2019-12-19 06:32:15

by chenqiwu

[permalink] [raw]
Subject: [PATCH v3] kernel/exit: do panic earlier to get coredump if global init task exit

From: chenqiwu <[email protected]>

When global init task get a chance to be killed, panic will happen in
later calling steps by do_exit()->exit_notify()->forget_original_parent()
->find_child_reaper() if all init threads have exited.

However, it's hard to extract the coredump of init task from a kernel
crashdump, since exit_mm() has released its mm before panic. In order
to get the backtrace of init task in userspace, it's better to do panic
earlier at the beginning of exitting route.

It's worth noting that we must take case of a multi-threaded init exitting
issue.
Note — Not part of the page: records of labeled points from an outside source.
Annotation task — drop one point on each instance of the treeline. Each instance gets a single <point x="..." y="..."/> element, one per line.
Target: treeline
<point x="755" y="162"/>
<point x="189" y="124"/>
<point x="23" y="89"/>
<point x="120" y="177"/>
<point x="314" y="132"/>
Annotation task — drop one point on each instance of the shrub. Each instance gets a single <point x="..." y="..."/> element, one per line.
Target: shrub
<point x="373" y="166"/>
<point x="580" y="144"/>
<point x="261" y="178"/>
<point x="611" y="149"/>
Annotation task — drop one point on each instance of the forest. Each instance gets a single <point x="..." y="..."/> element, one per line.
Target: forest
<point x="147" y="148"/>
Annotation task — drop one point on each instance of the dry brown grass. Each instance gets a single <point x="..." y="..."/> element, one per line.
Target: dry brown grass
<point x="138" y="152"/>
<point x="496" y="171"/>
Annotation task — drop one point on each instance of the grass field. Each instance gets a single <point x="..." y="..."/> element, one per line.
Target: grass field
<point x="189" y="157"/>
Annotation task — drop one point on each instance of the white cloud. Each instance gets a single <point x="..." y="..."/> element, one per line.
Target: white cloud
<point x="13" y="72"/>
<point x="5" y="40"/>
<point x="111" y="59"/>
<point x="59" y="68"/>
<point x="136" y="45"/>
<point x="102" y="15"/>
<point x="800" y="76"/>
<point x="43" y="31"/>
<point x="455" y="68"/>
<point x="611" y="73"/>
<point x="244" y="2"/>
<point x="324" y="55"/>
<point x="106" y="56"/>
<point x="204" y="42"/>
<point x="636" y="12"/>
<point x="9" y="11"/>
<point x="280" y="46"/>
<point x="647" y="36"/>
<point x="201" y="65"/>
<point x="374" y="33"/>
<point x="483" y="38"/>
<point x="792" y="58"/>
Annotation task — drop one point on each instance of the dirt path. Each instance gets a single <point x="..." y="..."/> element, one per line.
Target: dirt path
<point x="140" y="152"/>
We need the test for is_global_init() && group_dead to ensure that
it is all threads exiting and not just the current thread.

Signed-off-by: chenqiwu <[email protected]>
---
changes in v3:
- move panic into group_dead condition.
- keep exitcode as the original code does.
- fix logic error for comment.
---
kernel/exit.c | 13 +++++++++----
1 file changed, 9 insertions(+), 4 deletions(-)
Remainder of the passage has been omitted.